Unsecured borrowing jumped by £2.4 billion in February, recent statistics have revealed. Out of this amount, £1.6 billion was leant to consumers by banks, a four fold increase on January’s lending. The figures, released by the Bank of England, is biggest monthly increase in personal debt for five years, and is a dangerous sign that consumers are trying to borrow their way out of trouble.

This is not exactly unexpected. Given the bad news concerning the cost of living and mortgage rates that has been dominating the news of late, a rush in borrowing was likely to happen sooner or later. It is not necessarily an indication that large numbers of people are in serious financial trouble yet. It may be that people are borrowing in anticipation that sources of credit will soon be drying up or raising their rates. Still, whatever the reasons, this surge in personal debt is not good news. A small silver lining is that the borrowing is focused more on overdrafts and loans rather than credit cards. Plenty of lenders have already grown too cautious to give out credit cards in the way they used to, but consumers have also grown more savvy in their borrowing choices.

It can hardly be a coincidence that another big piece of news this week has concerned the problem of negative equity. It is estimated that 3 million households could face falling into negative equity in the next few years, if housing prices continue to fall at their current rate.  Deprived of the safety of housing equity, unsecured borrowing is the only option for people struggling against the rising cost of living. What this surge in personal debt will mean in the long term, it remains to be seen.

Six Months On, IVA Council Still Misleading Debtors

March 31st, 2008 by ivanews

It has been many months since the IVA Council first surfaced, with numerous reports of debtors receiving these letters, claiming that they had been the victim of IVA mis-selling. Now, recent posts on the forum indicate that they are still active and still sending out similar letters in mass mailouts.

The organisation has become something of a bogeyman on the forum, assumed to be scam artists. This may be an unfair assumption to make. It may well be that the organisation has genuine grievances with the IVA industry and that they are committed to improving it. There is certainly a case to be heard for removing the stigma from bankruptcy, and the sometimes poor level of service and advice dispensed by some IVA providers should be reported and stopped.

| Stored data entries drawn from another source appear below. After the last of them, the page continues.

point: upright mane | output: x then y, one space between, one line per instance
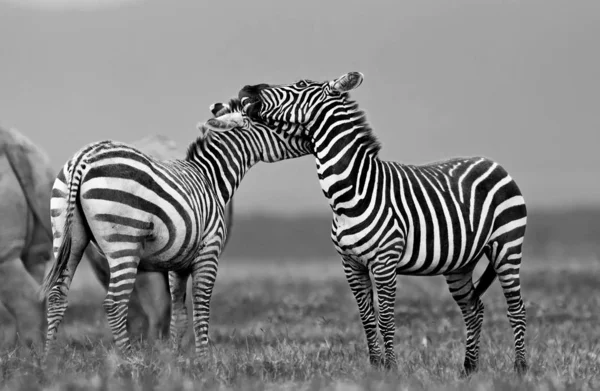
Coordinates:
234 105
369 140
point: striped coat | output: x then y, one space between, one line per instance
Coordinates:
391 218
156 215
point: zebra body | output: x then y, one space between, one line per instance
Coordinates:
156 215
390 218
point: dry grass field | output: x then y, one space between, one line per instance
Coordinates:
294 325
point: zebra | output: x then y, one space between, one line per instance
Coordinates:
156 215
394 219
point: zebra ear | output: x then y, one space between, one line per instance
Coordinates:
347 82
204 130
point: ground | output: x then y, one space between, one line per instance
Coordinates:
294 325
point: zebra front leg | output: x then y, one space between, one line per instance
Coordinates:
204 274
462 290
361 287
123 271
178 287
384 276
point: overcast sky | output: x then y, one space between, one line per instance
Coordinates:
514 80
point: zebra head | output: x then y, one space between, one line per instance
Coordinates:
231 120
302 102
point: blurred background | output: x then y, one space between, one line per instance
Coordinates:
516 81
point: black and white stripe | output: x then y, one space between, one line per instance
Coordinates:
391 218
156 215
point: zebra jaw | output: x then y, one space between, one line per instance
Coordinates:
348 82
224 122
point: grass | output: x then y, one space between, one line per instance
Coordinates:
295 326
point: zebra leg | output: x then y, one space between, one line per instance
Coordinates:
123 271
384 276
462 290
152 291
361 287
508 265
179 318
57 297
204 273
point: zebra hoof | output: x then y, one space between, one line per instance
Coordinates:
469 368
521 367
377 362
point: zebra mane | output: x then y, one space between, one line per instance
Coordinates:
369 139
234 105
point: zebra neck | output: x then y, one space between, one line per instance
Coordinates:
225 158
347 165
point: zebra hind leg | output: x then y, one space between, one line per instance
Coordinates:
123 269
361 287
179 316
57 301
507 263
462 290
204 274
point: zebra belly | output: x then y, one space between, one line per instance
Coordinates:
433 256
382 240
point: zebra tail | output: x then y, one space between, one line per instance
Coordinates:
64 251
484 282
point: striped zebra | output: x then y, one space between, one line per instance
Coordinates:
156 215
391 218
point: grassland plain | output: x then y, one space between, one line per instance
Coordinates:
294 325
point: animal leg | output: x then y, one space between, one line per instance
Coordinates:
361 287
384 276
179 316
123 269
461 288
204 273
152 291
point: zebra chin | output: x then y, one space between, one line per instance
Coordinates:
253 110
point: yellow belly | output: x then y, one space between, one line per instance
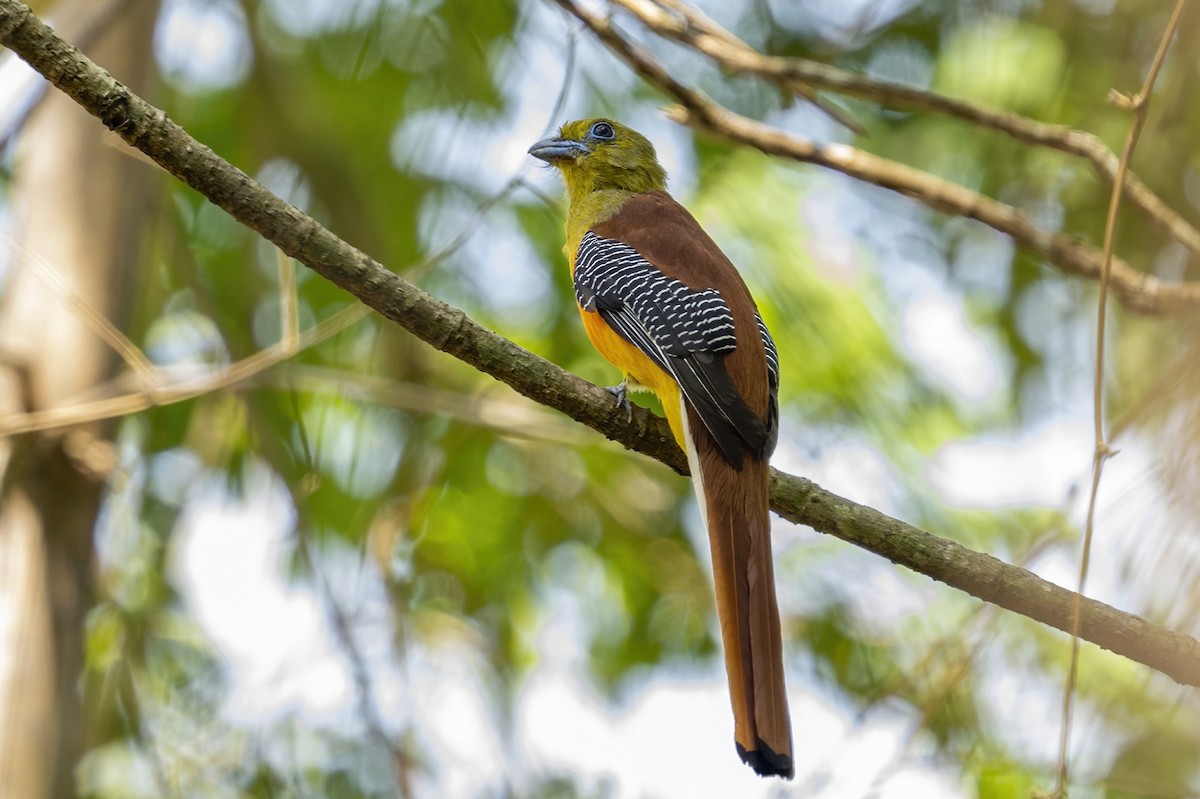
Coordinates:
636 367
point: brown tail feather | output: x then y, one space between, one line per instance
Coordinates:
736 510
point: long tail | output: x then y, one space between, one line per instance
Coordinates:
736 510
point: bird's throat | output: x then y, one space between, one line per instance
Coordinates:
588 209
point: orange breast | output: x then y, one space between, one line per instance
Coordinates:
635 365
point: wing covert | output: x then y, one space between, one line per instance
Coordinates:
685 331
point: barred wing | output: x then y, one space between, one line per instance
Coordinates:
687 332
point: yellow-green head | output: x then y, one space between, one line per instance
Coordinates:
599 155
604 163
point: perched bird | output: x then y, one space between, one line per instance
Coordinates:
665 306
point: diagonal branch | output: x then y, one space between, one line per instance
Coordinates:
1139 292
451 331
693 28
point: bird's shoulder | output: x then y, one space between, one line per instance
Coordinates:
667 235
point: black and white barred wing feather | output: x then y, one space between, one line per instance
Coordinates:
687 332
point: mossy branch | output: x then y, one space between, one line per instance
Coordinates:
453 331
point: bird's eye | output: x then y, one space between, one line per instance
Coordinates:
603 131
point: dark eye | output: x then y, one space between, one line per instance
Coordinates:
603 131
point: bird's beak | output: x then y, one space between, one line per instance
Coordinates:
556 148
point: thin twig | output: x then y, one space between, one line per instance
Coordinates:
1139 292
168 390
289 304
505 416
1139 104
107 331
694 29
454 332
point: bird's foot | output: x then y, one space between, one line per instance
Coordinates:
622 394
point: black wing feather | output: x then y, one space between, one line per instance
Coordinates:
687 332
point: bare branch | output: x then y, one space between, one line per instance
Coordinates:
1139 292
1102 451
696 30
451 331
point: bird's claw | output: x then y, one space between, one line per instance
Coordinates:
622 394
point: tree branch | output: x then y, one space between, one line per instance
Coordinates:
451 331
1138 292
694 29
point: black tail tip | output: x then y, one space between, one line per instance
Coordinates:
767 762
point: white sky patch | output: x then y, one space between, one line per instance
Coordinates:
936 334
21 86
1039 466
203 46
229 565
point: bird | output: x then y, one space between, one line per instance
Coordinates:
663 304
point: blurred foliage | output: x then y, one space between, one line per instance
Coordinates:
393 122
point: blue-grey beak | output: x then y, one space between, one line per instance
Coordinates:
556 148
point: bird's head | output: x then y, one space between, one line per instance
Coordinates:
600 154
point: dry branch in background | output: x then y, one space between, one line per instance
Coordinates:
451 331
1137 290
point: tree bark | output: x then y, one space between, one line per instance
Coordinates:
453 331
77 202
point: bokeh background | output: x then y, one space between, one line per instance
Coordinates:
370 571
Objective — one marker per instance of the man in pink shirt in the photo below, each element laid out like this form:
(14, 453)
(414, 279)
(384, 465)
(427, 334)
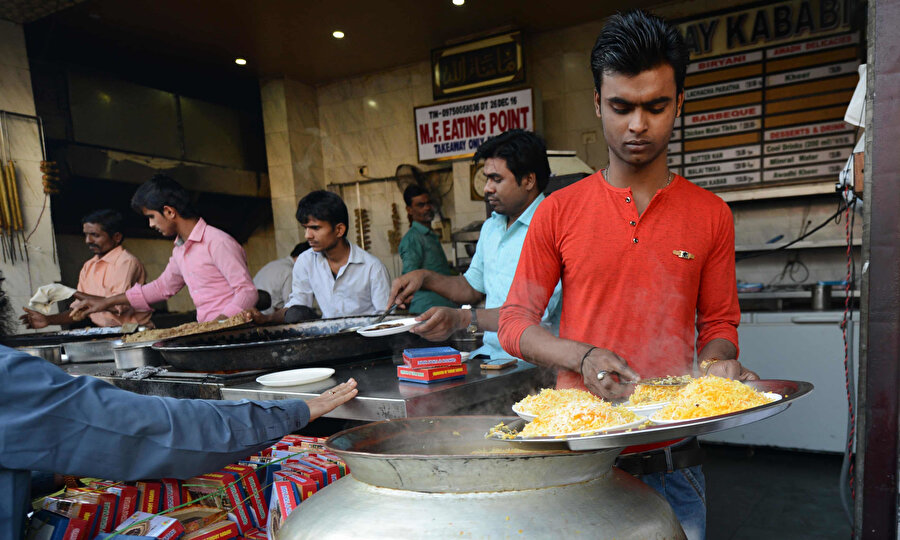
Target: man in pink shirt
(112, 270)
(207, 260)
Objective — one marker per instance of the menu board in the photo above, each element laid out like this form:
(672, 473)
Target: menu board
(767, 115)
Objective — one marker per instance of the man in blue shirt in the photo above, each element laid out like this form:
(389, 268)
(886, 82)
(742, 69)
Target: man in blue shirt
(421, 248)
(517, 172)
(51, 421)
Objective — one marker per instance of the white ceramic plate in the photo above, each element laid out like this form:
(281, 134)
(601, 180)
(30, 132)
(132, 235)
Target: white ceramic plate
(399, 325)
(294, 377)
(523, 415)
(774, 397)
(592, 431)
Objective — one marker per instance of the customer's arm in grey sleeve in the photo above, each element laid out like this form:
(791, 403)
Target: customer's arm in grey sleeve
(51, 421)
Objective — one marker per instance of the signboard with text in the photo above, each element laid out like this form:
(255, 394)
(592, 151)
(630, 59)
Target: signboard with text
(456, 129)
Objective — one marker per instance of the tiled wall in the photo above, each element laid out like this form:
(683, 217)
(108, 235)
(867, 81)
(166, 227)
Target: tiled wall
(24, 145)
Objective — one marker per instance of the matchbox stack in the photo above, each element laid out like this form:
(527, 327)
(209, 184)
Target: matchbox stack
(246, 500)
(431, 364)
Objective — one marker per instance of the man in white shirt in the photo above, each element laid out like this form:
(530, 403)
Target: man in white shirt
(342, 278)
(276, 278)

The methods used thus far by the IVA Council, however, are highly irresponsible. Mass mailouts to inform people are one thing, but letters which advise people to stop paying into their IVAs without informing their Insolvency Practitioners are quite another. Despite repeated assurances that they intend to cease sending out their letters, the forum is still inundated with people asking about the IVA Council after receiving one of them. Worse, the tactic seems to be working. Many of those who post on here report that they were almost taken in until they read some of the forum threads at IVA.co.uk. There is no telling how many people without access to the forum have followed the instructions of these letters to potentially disastrous consequences.

The case of the IVA Council shows how unregulated certain parts of the debt industry are. Multiple complaints have been made by IPs and debtors, but as the company is not regulated by the FSA, there is little they can do. Complaints have apparently been passed on to Trading Standards, and everyone on the forum eagerly awaits the outcome of any investigation that results from this. Certain parts of the debt management industry (including, incidentally, the IVA providers that the IVA Council criticises so strongly) are closely monitored by numerous organisations, but those that operate in legal grey areas escape action. It is these companies that are most often exploiting debtors for their own gain, and it is they who deserve the strongest legal action.

Anyone receiving a letter from the IVA Council should contact their Insolvency Practitioner and discuss the matter with them directly. If a debtor does intend to go bankrupt, they are strongly advised to go through the process themselves, and certainly not pay for unnecessary assistance.